Question: What don’t you like about movies?
John Irving: It's less what I don't like about movies as what I do like about the theater. It's what I like better about plays. Before I was even sophisticated enough to read those long, nineteenth century novels, before I was a teenager, I saw quite a lot of theater. My mother was a prompter in a local amateur theatrical society. I spent quite a bit of time backstage where the prompter sits and I saw some simply terrible plays, but also some pretty good ones. And I realized at a pretty young age that, you know, even a pre-teenager could see a Sophocles play or a Shakespeare play and failing to understand as much as a third or a half of the language, there was never any question about the story. You could see what was going on. Shakespeare would not be such a burden to the kids in school who are exposed to Shakespeare, to read in Shakespeare for the first time, if you could ask the kids to read a play and then see a production, they'd get it. They really get it.
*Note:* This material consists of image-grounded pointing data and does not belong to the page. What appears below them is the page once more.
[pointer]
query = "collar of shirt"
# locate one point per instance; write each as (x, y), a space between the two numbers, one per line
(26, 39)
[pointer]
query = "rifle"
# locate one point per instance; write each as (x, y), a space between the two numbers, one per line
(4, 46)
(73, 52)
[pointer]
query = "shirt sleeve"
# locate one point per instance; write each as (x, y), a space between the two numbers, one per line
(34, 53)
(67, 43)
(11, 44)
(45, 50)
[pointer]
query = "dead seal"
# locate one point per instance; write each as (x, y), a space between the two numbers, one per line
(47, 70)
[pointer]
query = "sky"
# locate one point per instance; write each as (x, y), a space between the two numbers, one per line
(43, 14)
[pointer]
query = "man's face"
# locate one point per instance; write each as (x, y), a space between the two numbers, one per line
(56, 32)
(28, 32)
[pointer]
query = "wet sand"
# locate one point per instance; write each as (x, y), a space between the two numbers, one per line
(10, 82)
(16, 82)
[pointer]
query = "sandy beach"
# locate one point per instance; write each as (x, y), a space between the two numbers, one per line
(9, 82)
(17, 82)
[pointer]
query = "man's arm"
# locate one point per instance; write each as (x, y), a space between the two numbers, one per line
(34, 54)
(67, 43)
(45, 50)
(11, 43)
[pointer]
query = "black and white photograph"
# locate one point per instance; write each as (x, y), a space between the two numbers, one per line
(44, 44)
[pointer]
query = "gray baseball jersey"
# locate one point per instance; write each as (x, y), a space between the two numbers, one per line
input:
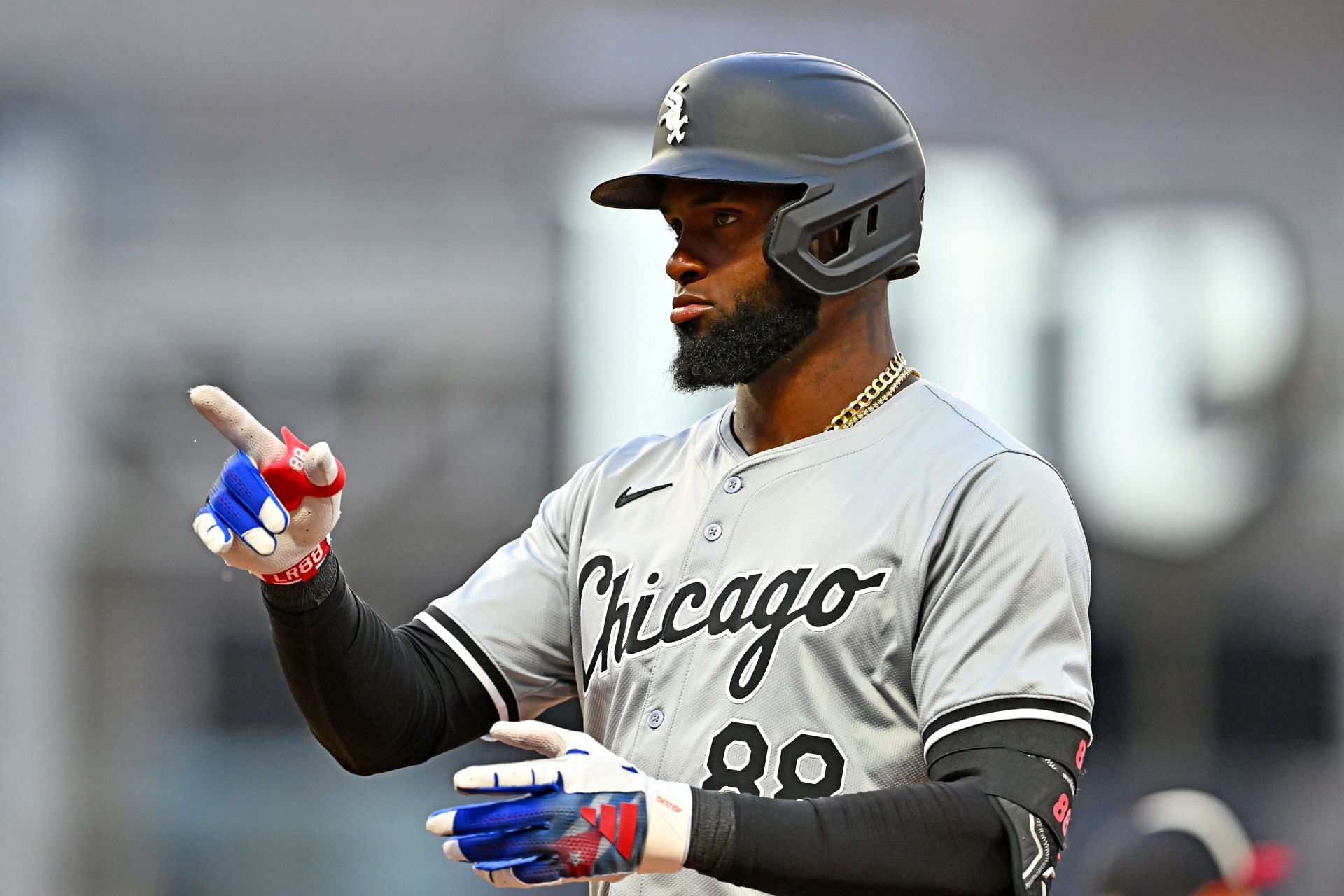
(802, 622)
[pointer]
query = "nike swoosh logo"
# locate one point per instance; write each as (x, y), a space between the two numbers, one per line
(626, 496)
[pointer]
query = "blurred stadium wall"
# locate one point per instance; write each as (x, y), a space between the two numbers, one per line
(369, 222)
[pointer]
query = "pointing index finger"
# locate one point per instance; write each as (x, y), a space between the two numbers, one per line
(237, 425)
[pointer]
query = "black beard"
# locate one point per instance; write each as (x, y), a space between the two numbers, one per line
(768, 321)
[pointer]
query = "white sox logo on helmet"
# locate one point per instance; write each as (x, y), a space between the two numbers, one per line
(675, 118)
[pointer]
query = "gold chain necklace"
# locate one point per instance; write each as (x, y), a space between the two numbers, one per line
(875, 394)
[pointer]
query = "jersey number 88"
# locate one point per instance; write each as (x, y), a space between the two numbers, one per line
(797, 780)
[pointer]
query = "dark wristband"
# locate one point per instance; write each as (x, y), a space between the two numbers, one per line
(713, 832)
(304, 596)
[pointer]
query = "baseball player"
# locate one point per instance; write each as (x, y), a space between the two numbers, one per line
(830, 638)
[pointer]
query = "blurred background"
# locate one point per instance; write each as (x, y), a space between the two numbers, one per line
(370, 222)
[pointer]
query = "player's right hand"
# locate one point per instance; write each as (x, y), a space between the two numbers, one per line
(274, 504)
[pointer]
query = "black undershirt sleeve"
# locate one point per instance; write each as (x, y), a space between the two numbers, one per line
(930, 839)
(992, 822)
(374, 696)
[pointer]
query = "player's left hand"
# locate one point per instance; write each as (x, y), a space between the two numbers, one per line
(585, 813)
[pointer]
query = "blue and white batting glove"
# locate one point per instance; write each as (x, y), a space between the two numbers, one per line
(585, 814)
(273, 507)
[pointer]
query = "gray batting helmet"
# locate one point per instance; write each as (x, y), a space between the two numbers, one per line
(790, 118)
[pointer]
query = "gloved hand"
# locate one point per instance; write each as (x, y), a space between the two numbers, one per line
(273, 507)
(587, 814)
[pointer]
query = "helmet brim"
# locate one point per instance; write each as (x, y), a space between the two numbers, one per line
(643, 187)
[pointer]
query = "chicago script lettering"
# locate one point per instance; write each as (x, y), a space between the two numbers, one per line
(768, 605)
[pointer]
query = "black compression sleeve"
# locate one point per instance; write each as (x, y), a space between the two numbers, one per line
(932, 839)
(374, 696)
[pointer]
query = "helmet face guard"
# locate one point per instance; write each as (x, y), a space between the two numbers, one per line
(792, 120)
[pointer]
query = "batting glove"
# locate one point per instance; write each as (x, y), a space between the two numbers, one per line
(273, 507)
(587, 814)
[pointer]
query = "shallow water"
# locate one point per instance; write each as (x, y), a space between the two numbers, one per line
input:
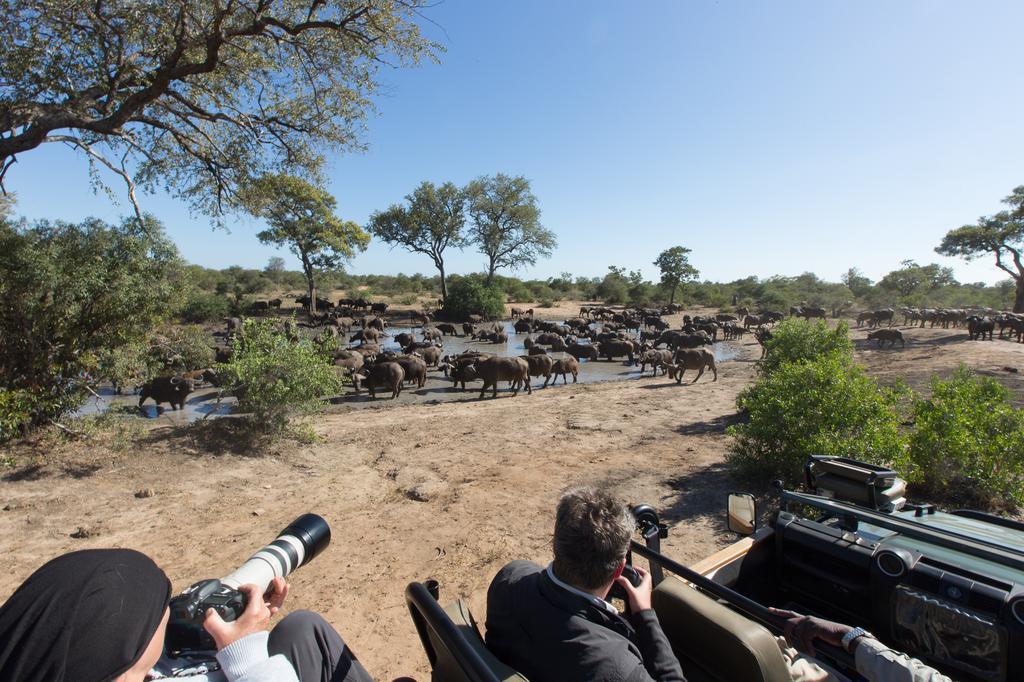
(438, 388)
(202, 403)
You know, you can miss a lot of the language and see King Lear and know right away that, you know, that two of those daughters are bad and one of them is good and Lear's got it all wrong. You know, you can pick that up when you're twelve or thirteen years old, even if you don't understand everything that they're saying.
Question: Does this not translate to movies?
John Irving: Well, it's just that there's a kind of, the first movies that excited me, I did like westerns. I liked the inevitability of violence that is a part of the western movie. Naturally I liked westerns. Oh, how many centuries from now might western movies be the most significant gift to the culture of American storytelling. Who knows? I don't know, I'm just guessing.
But I didn't really begin to like movies until I was in high school and I began to go to the nearby university town, Durham, where the University of New Hampshire was, where they had, you know, an art cinema and I got to see for the first time, all those foreign films with subtitles and realized that there were some wonderful films out there, many of them, indeed for a time, most of them, not American. And I like them, but there seems to be so much compromise in the film business that why wouldn't you like the freedom and individual license that the playwright is granted on stage and in the theater. Why wouldn't any writer like the theater better. Writers aren't important to the movie business. Or they're not valued. Whereas, you know, I think playwrights are still treated respectfully.
Question: Do you feel that movies are too collaborative?
John Irving: You just have to be lucky to get a good film made at all. You just need to have a lot of luck. I had an excellent experience with the Cider House Rules. But it took thirteen years to make that film, four different directors were involved. One died, I fired two. And finally Less Holstrum and I were put together and we clicked, we worked well together. But a lot of things have to fall in place in order to make a film come off. It was a great experience for me, that film, its success. But nobody notices, much less rewards, the screenplay for a film unless everybody else associated with the film makes the film look good. If you don't have solid, across the board acting performances from your actors, nobody notices how good the screenplay might have been. If you don't have a good director, if you don't have a good art director, if you don't have a good editor and a good director of photography, nobody will know that it was a good screenplay. So you need a lot of help, is what I'm saying, you need a lot of help.